The problem with bubbles
For some time I have accepted that each of us is somehow trapped inside a (filter) bubble, an echo chamber that reflects over and over our own opinions. The same happens for everyone else and their opinions become as distorted and far from reality as ours. There is here a dangerous relativism, because, even if there are bubbles and echo cambers, some of them can still be mainly truthful representations of the world and others simply wrong.
This concept of bubbles is very useful as a caution. Firstly we always have to assume that we do not have a complete picture of a particular reality. Secondly, if we want to predict what others will do, we have to know if they are exposed to very different information than ourselves.
But we must not assume that all bubbles are equivalent. My main assumption is that there are individual echo chambers for conspiracy theories. For example anti-vaxxers, flat-earthers or Qanon(s) get their information mostly from like-minded individuals.
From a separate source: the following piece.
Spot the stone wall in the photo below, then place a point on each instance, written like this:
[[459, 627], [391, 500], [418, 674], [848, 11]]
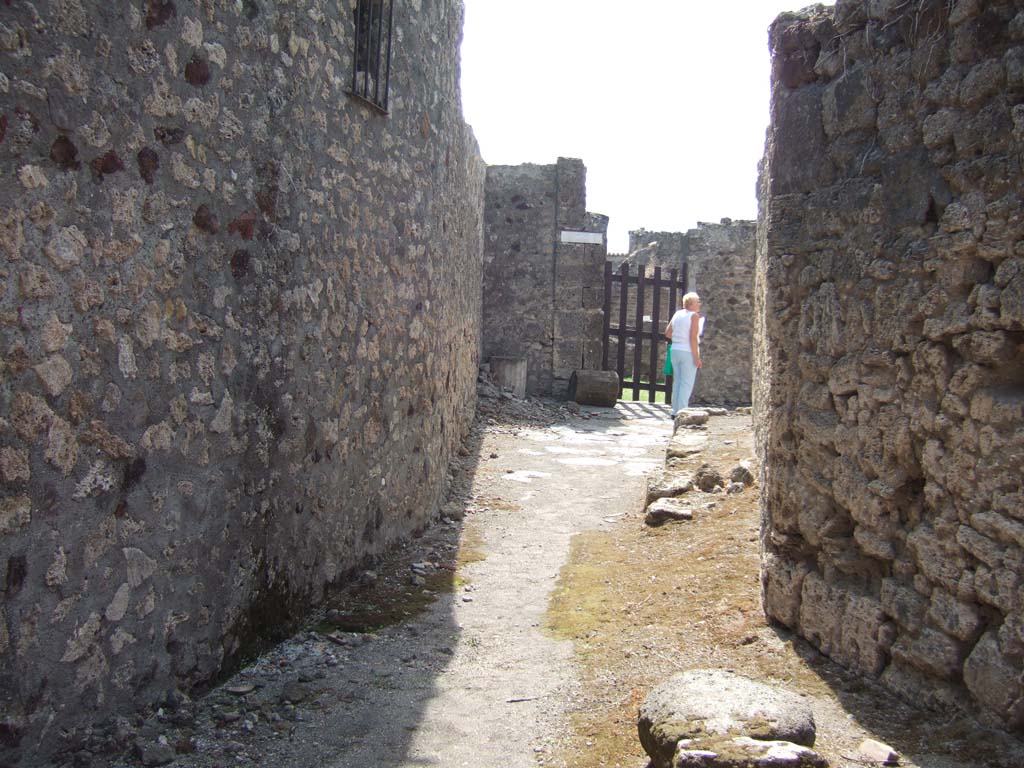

I also know that people with certain populist political orientations have no exposure to competing views. We know their ideas and arguments, and we know that they are wrong. I might be in a bubble, but there can be such thing as a “truthful” echo (chamber).
A critical view of our own assumptions is essential. But after identifying and correcting our biases we have to defend our conclusions. There is always a way to frame a question such that the answer is binary, and if we are right then the competing view is wrong. One does not debate crime with a killer or earth sciences with a flat-earther. The same way you do not bend your world view for the sake of conspiracy theorists, you convince them (doubtful), treat them or even trick them.